Страшно Лешке стало через полминуты, когда двери уже закрылись. На него неотвратимая, как смерть, двинулась туша неандертальца двухметровой высоты с перекошенным от злобы лицом. Чудище было в болоньевой куртке и лопающихся на ляжках и икрах штанах. В левой руке оно держало финку.
Пассажиры поджали ноги, лишь бы не мешать роботу-убийце. Лешка схватился руками за поручни, подвис, и с размаху двинул туше двумя ногами в живот. Гигант рухнул на пол и выронил финку, та покатилась по проходу.
Нависший над поверженным телом дядя Витя с трудом защелкнул наручники на мощных запястьях. Финка валялась под сиденьем, так и не обагренная кровью.
- Уважаемые пассажиры, мы задержали преступника! Кто будет свидетелем происшествия? - дикторским голосом произнес дядя Витя.
Ответом ему стало напряженное молчание. Кто-то усиленно щелкал мобильником, отправляя эсэмэс, кто-то завороженно читал детектив, кто-то увлеченно всматривался в текст на экране КПК. Остальных охватил летаргический сон. Дядя Витя, не меняя интонации, повторил свою просьбу.
- Станция «Кожуховская». Выходя из поезда, не забывайте свои вещи! - раздалось из динамика.
Расстояние от «Печатников» до «Кожуховской» метропоезд преодолел за 4 минуты. Преступника потащили к выходу – составлять протокол. Финку Лешка упаковал в целлофановый пакет.

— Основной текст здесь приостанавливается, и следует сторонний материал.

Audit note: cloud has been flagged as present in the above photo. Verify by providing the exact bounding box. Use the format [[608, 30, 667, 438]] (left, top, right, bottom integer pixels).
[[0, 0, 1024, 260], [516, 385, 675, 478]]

Показания о том, что гражданин напал на сотрудника милиции с ножом, для прокуратуры оказались не убедительны. Психа пришлось отпустить.
«Это вам - не Штаты!» - мрачно думал Лешка, попивая стылый невкусный чай-утопленник (так они уже давно прозвали чаи из пакетиков, которые неизменно всплывали вверх). – «Вместо покушения на убийство, протокол об изъятии ножа, вероятно являющегося холодным оружием. Теперь дело за экспертами! Признают или нет?»

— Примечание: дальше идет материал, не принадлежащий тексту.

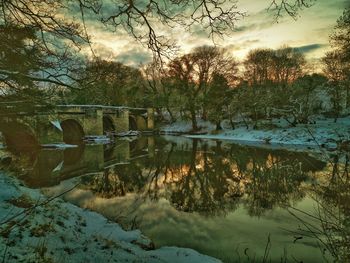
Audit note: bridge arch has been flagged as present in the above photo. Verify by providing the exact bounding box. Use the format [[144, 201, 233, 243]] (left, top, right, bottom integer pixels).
[[102, 116, 116, 134], [61, 119, 85, 144], [0, 121, 39, 152]]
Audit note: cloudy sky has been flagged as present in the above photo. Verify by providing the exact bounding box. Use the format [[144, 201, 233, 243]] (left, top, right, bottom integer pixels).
[[81, 0, 350, 65]]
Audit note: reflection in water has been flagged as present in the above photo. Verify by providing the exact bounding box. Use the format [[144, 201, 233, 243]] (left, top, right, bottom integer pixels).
[[2, 137, 350, 262]]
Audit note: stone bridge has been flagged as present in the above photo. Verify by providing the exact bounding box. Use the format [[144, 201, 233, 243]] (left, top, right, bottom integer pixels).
[[0, 105, 154, 148]]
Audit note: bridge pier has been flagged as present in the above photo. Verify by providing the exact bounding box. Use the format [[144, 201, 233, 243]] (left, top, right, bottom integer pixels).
[[0, 105, 154, 144]]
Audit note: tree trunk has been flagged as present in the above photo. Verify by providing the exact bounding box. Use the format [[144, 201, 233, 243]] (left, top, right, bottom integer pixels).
[[190, 108, 198, 131], [215, 121, 222, 131]]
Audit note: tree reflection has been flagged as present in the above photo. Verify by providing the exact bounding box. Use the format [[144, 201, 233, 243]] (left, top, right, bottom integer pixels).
[[83, 140, 324, 216]]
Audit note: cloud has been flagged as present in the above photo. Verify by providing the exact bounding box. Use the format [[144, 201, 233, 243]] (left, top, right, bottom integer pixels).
[[116, 50, 152, 66], [294, 44, 328, 54]]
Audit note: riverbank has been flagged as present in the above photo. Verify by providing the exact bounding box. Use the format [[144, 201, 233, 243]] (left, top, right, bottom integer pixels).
[[0, 171, 220, 263], [161, 117, 350, 152]]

Страх, застрявший комом в солнечном сплетении, практиканта уже отпустил, и на его место прокрадывалась неуемная, как коррозия у днища старых «Жигулей», злость. Внутренний духовой оркестр наигрывал «Свадебный марш» Мендельсона, что явно сулило Лешке неприятности. Как известно, композитор написал это произведение на свадьбу своей первой любви, которая венчалась с его счастливым соперником.
В первом же вагоне злосчастного поезда ехала ничего не подозревающая о происшествии журналистка криминальной программы «Город М» Алиса Адамс. Двадцать минут от «Люблино» до «Чкаловской» она добросовестно проспала. Она вообще могла спать в любых обстоятельствах, даже стоя.
День рождения Алисы Адамс. За самоваром
В некрепкий журналистский сон спецкора Алисы Адамс прорывались воспоминания. Пять лет назад у нее была круглая дата - тридцать. Она сидела в редакции и рыдала, что на нее наступила старость, и теперь уже исхода не будет: четвертый десяток и неустроенная личная жизнь. Впрочем, продолжим повествование от первого лица, именно так, как она позже рассказывала это нам - своим друзьям.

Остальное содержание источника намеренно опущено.